È possibile escludere alcuni lavoratori durante un trasferimento d’azienda di un’impresa in crisi?
No, non è possibile se la procedura concorsuale a cui è sottoposta l’impresa (come l’amministrazione straordinaria) ha una finalità conservativa, cioè mira a salvare l’attività aziendale. L’esclusione è ammessa solo se la procedura è finalizzata alla liquidazione dei beni del cedente.
Un accordo sindacale può legittimamente prevedere l’esclusione di lavoratori dal trasferimento?
No, un accordo sindacale non può derogare al principio di continuità dei rapporti di lavoro (art. 2112 c.c.) se la procedura di crisi non ha finalità liquidatoria.
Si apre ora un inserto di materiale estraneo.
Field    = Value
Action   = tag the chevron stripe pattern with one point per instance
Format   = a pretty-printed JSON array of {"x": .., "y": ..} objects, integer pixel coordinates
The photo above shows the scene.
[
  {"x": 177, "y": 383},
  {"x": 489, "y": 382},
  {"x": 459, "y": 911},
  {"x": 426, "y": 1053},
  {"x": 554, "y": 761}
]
L’accordo può modificare le condizioni di lavoro dei dipendenti trasferiti per favorire la continuità occupazionale, ma non può escludere arbitrariamente alcuni di essi dal passaggio.
La disciplina speciale per le imprese che forniscono servizi pubblici essenziali permette di derogare più facilmente all’art. 2112 c.c.?
No. La Corte ha chiarito che, anche nel settore dei servizi pubblici essenziali, la regola non cambia. La possibilità di derogare al principio di continuità del rapporto di lavoro dipende esclusivamente dalla finalità (liquidatoria o conservativa) della procedura di insolvenza, in linea con quanto stabilito dalla direttiva europea.